Am Anfang hatte seine Abwesenheit keine große Rolle gespielt. Im Gegenteil, sie hatte ihrer Beziehung eine aufregende Note verliehen. Seine Heimkehr war immer von großer Leidenschaft und Wertschätzung füreinander begleitet gewesen.
Sie griff nach ihrer Gabel. »Ich schätze, das Leben wurde komplizierter. Die Anforderungen wurden größer. Mein Fokus lag immer darauf, dass die Familie stabil und glücklich ist. Wir waren ein Dreier- und manchmal ein Viererteam, doch nur sehr selten ein Zweierteam. Tatsächlich hätte es einige Anstrengung erfordert, zu zweit zu sein, und ich hatte nicht viel Energie übrig.«
»Mir ging es genauso. Arbeit und Familie gingen vor, und dann blieb nicht mehr viel für uns beide.
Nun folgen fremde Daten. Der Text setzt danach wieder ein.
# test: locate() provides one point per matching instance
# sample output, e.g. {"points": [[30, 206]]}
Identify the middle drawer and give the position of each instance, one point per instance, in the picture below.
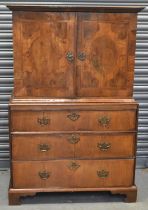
{"points": [[72, 145]]}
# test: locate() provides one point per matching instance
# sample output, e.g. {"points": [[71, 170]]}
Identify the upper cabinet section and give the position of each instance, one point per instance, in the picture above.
{"points": [[41, 43], [108, 43], [71, 52]]}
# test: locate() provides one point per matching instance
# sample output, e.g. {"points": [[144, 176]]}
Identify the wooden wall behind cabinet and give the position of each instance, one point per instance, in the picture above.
{"points": [[74, 54], [73, 121]]}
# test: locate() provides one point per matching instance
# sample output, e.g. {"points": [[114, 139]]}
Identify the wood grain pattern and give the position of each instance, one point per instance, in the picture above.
{"points": [[73, 120], [41, 43], [26, 146], [108, 68], [62, 176], [60, 121], [40, 49]]}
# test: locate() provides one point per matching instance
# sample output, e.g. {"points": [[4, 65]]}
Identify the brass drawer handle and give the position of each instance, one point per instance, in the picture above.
{"points": [[81, 56], [44, 147], [73, 116], [43, 121], [103, 146], [73, 166], [70, 56], [104, 121], [44, 174], [103, 174], [73, 139]]}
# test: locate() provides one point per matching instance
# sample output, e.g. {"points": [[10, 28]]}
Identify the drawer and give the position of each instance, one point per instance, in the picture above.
{"points": [[73, 173], [79, 145], [73, 121]]}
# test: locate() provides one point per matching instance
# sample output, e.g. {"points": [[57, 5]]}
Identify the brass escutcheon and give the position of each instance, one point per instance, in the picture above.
{"points": [[44, 147], [43, 121], [103, 174], [73, 116], [81, 56], [104, 121], [103, 146], [74, 138], [44, 174], [70, 56]]}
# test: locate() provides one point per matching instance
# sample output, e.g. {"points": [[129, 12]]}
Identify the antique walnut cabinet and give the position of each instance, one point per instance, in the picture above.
{"points": [[73, 119]]}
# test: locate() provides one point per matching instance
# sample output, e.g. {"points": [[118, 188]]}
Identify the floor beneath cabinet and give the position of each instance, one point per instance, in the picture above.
{"points": [[79, 200]]}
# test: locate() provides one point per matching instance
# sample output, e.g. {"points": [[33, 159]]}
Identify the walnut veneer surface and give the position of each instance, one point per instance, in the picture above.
{"points": [[73, 121]]}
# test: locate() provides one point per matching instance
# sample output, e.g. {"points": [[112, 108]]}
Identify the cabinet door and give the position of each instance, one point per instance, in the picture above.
{"points": [[106, 47], [41, 44]]}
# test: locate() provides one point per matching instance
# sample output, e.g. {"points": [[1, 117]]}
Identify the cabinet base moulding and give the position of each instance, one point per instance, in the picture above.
{"points": [[16, 194]]}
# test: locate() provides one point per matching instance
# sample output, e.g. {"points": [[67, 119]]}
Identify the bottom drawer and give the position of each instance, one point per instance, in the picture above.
{"points": [[73, 173]]}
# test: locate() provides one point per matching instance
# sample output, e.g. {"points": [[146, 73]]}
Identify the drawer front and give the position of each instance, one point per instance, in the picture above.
{"points": [[73, 121], [79, 145], [73, 173]]}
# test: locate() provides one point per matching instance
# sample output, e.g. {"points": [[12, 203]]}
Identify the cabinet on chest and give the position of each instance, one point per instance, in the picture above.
{"points": [[73, 121]]}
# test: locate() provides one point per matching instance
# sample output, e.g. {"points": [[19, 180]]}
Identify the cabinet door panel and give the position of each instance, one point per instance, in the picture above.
{"points": [[41, 43], [107, 43]]}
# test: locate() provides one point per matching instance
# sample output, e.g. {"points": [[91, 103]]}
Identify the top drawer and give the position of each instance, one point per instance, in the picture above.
{"points": [[73, 120]]}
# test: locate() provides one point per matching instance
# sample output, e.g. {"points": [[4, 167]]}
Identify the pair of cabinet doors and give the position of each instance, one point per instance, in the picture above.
{"points": [[73, 54]]}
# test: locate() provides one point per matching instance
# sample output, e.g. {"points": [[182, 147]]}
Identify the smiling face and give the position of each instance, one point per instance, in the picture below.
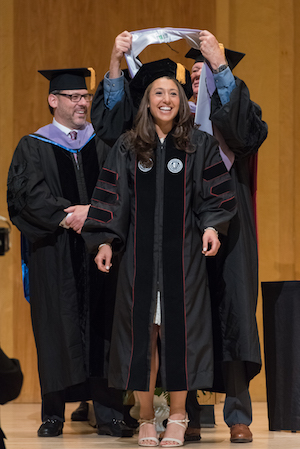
{"points": [[164, 103], [72, 115], [195, 77]]}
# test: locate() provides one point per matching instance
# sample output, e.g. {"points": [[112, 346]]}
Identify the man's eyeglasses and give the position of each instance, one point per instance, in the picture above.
{"points": [[75, 98]]}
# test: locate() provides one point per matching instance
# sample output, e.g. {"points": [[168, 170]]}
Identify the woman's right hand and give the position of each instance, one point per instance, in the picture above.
{"points": [[103, 258]]}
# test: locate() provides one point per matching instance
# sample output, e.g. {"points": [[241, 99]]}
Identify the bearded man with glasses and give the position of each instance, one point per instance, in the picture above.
{"points": [[50, 183]]}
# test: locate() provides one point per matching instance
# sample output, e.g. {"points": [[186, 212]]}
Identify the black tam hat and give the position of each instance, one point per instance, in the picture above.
{"points": [[68, 79], [233, 57], [151, 71]]}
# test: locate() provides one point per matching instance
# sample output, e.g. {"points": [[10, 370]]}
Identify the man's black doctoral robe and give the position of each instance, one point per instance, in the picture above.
{"points": [[71, 301], [157, 215], [234, 300], [234, 311]]}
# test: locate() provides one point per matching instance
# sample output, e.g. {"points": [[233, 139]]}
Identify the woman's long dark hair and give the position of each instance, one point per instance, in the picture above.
{"points": [[142, 137]]}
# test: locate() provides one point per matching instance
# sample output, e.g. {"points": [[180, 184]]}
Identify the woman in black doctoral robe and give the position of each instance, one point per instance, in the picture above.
{"points": [[162, 187]]}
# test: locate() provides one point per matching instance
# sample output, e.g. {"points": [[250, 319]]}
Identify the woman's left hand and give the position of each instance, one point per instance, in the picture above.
{"points": [[103, 258], [211, 243]]}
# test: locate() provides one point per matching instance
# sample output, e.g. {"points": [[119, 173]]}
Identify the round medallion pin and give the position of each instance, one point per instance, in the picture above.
{"points": [[175, 165]]}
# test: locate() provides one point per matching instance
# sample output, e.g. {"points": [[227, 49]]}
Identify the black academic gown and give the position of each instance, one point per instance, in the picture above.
{"points": [[157, 216], [234, 299], [70, 304], [236, 266]]}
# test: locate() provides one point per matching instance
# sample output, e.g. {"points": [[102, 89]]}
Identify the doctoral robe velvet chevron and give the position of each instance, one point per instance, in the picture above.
{"points": [[157, 217]]}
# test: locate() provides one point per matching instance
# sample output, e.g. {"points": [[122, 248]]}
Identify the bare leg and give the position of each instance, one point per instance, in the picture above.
{"points": [[146, 397], [177, 412]]}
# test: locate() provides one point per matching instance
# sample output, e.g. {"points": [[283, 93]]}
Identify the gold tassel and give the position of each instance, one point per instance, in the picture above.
{"points": [[93, 78], [180, 73]]}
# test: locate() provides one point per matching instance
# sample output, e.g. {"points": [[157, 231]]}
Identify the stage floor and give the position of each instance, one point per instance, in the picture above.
{"points": [[21, 421]]}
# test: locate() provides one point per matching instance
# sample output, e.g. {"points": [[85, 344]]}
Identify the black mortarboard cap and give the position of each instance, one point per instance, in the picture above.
{"points": [[233, 57], [67, 79], [151, 71]]}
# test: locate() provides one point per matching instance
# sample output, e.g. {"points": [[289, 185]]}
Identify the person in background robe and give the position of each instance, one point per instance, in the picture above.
{"points": [[240, 130], [50, 182]]}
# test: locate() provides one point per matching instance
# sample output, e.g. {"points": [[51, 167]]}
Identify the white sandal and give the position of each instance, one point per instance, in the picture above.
{"points": [[146, 440], [181, 422]]}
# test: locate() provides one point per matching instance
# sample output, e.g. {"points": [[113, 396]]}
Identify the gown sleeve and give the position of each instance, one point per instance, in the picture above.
{"points": [[109, 124], [32, 206], [214, 196], [239, 121], [109, 214]]}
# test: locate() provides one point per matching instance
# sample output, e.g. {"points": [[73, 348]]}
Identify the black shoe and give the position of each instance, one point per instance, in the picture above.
{"points": [[115, 428], [50, 428], [81, 413]]}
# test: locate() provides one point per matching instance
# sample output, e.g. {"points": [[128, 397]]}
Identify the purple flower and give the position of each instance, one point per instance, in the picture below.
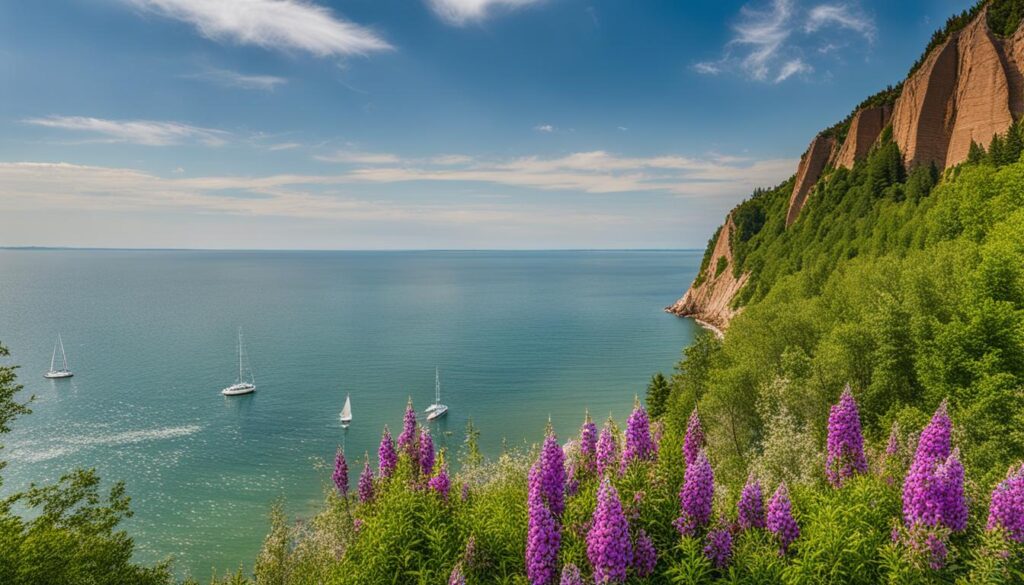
{"points": [[426, 453], [846, 444], [751, 508], [366, 486], [340, 474], [639, 446], [696, 496], [644, 555], [693, 441], [719, 547], [780, 520], [1007, 508], [588, 446], [607, 449], [570, 576], [552, 473], [608, 546], [387, 459], [440, 482], [543, 534]]}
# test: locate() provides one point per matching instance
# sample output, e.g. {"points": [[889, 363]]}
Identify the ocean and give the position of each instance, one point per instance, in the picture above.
{"points": [[518, 337]]}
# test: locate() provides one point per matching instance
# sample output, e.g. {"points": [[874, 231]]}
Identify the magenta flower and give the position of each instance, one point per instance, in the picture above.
{"points": [[693, 442], [340, 474], [639, 446], [570, 576], [608, 546], [719, 547], [387, 458], [607, 449], [366, 485], [780, 520], [426, 453], [751, 508], [644, 555], [696, 496], [588, 446], [543, 534], [846, 444], [1007, 508]]}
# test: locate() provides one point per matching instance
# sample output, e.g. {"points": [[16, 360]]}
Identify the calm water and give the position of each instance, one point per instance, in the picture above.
{"points": [[151, 337]]}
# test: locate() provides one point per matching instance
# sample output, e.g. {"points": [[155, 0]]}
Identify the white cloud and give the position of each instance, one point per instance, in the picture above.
{"points": [[146, 132], [228, 78], [283, 25], [461, 12]]}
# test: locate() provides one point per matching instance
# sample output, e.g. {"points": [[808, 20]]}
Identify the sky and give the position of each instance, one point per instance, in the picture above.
{"points": [[422, 124]]}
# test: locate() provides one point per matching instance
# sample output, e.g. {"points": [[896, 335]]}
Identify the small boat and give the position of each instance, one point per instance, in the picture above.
{"points": [[436, 410], [64, 372], [242, 386], [346, 412]]}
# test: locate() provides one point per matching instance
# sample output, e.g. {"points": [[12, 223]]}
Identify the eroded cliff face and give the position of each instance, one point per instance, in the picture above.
{"points": [[710, 301]]}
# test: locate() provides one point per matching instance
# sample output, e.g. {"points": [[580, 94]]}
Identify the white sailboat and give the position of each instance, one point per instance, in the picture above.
{"points": [[346, 412], [64, 372], [242, 386], [436, 410]]}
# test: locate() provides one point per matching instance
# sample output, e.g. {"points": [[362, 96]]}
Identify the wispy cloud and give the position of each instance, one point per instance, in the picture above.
{"points": [[282, 25], [227, 78], [461, 12], [770, 41], [146, 132]]}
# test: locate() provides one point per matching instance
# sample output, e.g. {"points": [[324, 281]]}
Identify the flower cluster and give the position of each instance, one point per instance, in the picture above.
{"points": [[387, 458], [608, 546], [1007, 509], [846, 444], [639, 446], [693, 441], [696, 496], [607, 449], [340, 474], [644, 555], [751, 508], [780, 520], [366, 485], [719, 547]]}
Wenn wir mehr Dinge getan hätten, wie wir sie heute getan haben, wären wir vielleicht immer noch ein Paar.«
Daran wollte sie nicht denken. Daran konnte sie nicht denken. Wenn das stimmte, war es herzzerreißend. »Es ist nicht so einfach, in Oxford eine Schneeballschlacht zu veranstalten. Und Hundeschlittenfahrten durch die Bodleian-Bibliothek würden sicherlich große Missbilligung hervorrufen.«
Sein Blick wurde weich. »Wir hatte heute echt Spaß, Mags.«
»Ich weiß.«
»Wir hatten gemeinsam Spaß. Wir waren ein Paar.«
»Nein, wir haben so getan als ob.«
»Mag sein, aber der Spaß war echt.« Seine Stimme wurde rau. »Rosie ist vor vier Jahren ausgezogen. Die letzten vier Jahre waren unsere Chance, uns wieder näherzukommen. Stattdessen haben wir uns immer mehr voneinander entfernt.«
Sie aß die Hälfte des Ziegenkäses, ohne etwas davon zu schmecken, danach tauschten sie die Teller.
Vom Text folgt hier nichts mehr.